Il y en a, du monde, dans la carcasse de ce pauvre Barnabé ! Et pourtant, il est beaucoup moins peuplé que chacun d'entre nous. Eh oui ! Désolé de décevoir tous ceux qui aiment à croire ce qu'on répète bêtement partout, mais cette idée tellement rebattue d'une personnalité unique, solide et même simplement cohérente est une pure illusion. Tous les adolescents angoissés qui s'épuisent à découvrir qui ils sont vraiment se fourrent le doigt dans l'œil. Ils voudraient se rassurer, savoir qui ils sont et où ils vont, et ils retrouvent comme une bille en équilibre sur un ballon de football, incapables de savoir dans quelle direction ils vont rouler. C'est qu'à l'intérieur de nous, ça part toujours dans tous les sens ; une personnalité, c'est chatoyant, ramifié, proliférant, et ça se contredit à journée faite ; pendant qu'une partie de soi tente de se concentrer sur un problème de math, il y en a toujours une autre qui vous glisse des insanités dans l'oreille (et le pire, c'est que parfois la solution s'en vient par là !). Si je prends le temps de m'examiner, je me reconnaîtrai aussi bien dans cet espoir de la Littérature, de l'Art, de la Science, du Sport, de la Finance, que j'aspire à être, que dans cette éponge noyée de bière, ce légume affalé devant la télé, ce tabagique honteux, que je suis. Je me retrouve à la fois maître(sse) et esclave, raisonnable et bouffon. Je dégouline de bons sentiments, mais, au moment où je m'y attends le moins, j'entends gronder l'intolérance et le rejet tout au fond de moi.

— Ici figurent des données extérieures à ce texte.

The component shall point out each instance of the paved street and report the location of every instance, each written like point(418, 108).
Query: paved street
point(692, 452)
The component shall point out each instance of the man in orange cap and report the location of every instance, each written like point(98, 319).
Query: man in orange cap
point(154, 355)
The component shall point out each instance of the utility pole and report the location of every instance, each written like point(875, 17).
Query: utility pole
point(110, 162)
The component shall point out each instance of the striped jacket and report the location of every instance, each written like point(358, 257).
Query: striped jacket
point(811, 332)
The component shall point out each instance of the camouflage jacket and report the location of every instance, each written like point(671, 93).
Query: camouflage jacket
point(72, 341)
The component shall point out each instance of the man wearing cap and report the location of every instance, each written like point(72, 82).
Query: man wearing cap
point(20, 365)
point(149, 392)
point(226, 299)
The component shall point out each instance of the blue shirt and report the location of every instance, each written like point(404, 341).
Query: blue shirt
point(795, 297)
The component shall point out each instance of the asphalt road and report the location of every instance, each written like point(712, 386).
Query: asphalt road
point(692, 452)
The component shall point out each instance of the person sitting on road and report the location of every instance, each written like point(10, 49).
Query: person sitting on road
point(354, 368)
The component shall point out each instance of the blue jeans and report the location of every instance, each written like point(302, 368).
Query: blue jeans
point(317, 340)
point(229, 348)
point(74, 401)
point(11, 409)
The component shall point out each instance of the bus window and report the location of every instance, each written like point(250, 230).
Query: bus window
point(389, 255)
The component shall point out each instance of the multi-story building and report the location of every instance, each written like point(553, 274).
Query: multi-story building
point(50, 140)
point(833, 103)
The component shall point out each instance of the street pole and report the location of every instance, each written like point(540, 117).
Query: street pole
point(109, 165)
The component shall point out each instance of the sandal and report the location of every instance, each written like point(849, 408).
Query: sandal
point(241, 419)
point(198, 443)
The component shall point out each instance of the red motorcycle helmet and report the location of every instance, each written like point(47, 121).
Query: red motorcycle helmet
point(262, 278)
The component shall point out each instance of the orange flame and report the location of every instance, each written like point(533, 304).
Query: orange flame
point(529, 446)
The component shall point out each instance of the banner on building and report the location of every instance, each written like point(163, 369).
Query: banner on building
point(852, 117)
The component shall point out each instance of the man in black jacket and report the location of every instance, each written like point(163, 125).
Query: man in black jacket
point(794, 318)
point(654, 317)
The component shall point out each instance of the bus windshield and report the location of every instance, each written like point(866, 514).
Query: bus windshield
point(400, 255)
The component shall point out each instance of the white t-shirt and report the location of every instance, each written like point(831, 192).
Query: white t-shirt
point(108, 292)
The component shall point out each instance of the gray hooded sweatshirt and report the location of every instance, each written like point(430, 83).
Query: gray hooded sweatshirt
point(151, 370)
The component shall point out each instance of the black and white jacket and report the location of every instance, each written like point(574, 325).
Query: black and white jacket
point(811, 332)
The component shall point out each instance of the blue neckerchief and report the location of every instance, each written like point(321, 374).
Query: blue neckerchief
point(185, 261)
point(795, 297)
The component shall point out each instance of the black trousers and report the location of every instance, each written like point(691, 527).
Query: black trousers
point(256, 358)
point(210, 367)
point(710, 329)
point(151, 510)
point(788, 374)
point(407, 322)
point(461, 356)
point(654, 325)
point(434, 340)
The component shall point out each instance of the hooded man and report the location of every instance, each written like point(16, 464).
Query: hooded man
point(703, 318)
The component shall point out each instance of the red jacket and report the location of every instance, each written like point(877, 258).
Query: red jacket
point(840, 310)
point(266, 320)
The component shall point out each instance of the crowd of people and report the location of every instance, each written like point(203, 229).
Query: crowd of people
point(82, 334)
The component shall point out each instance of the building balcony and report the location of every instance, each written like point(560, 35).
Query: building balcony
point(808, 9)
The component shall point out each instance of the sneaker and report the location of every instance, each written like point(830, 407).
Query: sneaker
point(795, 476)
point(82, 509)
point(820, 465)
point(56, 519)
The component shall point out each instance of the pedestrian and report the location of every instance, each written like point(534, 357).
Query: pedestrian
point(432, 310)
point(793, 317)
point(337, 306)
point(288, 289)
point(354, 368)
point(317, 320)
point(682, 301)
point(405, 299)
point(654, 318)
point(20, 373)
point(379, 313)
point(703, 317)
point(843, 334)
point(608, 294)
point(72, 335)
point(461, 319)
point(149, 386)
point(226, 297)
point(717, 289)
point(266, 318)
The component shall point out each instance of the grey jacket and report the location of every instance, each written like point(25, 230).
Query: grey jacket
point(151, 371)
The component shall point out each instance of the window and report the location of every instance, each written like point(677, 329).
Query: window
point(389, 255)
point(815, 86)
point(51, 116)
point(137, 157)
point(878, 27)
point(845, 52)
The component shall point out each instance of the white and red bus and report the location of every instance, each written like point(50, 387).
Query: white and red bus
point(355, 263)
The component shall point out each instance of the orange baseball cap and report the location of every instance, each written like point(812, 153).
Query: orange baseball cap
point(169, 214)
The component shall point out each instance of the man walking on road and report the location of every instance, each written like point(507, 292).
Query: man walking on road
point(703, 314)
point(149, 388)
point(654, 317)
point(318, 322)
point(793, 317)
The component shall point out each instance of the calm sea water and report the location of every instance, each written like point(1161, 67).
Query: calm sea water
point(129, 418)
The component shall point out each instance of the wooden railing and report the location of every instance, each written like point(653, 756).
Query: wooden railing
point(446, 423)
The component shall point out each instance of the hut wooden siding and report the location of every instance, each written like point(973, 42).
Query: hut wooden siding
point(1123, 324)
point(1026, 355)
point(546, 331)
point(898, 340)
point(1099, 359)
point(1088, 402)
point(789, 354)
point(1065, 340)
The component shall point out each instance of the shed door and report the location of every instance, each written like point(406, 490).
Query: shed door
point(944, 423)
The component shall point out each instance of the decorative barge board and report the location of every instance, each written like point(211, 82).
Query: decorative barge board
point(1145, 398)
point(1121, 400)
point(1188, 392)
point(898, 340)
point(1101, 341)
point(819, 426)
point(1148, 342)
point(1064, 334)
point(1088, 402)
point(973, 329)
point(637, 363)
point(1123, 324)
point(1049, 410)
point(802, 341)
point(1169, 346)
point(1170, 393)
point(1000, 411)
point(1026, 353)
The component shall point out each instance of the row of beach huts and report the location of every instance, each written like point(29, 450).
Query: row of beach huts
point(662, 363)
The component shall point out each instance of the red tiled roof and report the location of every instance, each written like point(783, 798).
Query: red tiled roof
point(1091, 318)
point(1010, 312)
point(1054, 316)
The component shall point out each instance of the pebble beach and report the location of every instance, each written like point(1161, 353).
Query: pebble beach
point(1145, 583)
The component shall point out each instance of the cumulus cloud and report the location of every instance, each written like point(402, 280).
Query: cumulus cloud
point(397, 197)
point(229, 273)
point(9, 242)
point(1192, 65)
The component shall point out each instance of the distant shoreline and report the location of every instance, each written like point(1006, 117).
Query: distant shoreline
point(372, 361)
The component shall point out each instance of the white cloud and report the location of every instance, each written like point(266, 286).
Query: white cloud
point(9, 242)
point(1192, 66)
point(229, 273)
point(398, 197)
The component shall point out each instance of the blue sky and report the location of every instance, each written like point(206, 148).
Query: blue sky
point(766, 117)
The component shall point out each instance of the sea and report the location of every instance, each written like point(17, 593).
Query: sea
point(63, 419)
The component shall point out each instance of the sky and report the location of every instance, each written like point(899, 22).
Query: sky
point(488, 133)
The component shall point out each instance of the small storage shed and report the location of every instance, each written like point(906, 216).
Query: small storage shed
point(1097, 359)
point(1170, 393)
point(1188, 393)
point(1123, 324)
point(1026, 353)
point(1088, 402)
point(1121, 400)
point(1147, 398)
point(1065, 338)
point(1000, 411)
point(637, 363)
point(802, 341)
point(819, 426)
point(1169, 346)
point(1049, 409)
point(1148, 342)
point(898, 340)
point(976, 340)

La seule question valable n'est donc pas : « Qui suis-je ? », mais bien :
« Comment faire tenir tout cela ensemble ? »  En vérité, le mot personnalité ne désigne pas l'unité de l'être profond, mais l'effort que nous devrions accomplir en permanence pour donner une cohérence à toutes ces forces, en agissant sur chacune d'elle pour que leur résultante ne nous plombe pas sur place ou ne nous envoie pas dans le mur.

C'est décevant pour tous les flemmards qui aspirent à se réveiller un beau matin tout construits – de préférence géniaux et promis aux plus grands honneurs – avec en plus une garantie de cent ans sur l'intégrité du produit ; c'est fabuleux pour tous ceux qui n'hésitent pas à mouiller leur chemise, parce que le champ du possible est vaste et qu'un brin de finesse et de volonté permet des merveilles à partir de pas grand-chose.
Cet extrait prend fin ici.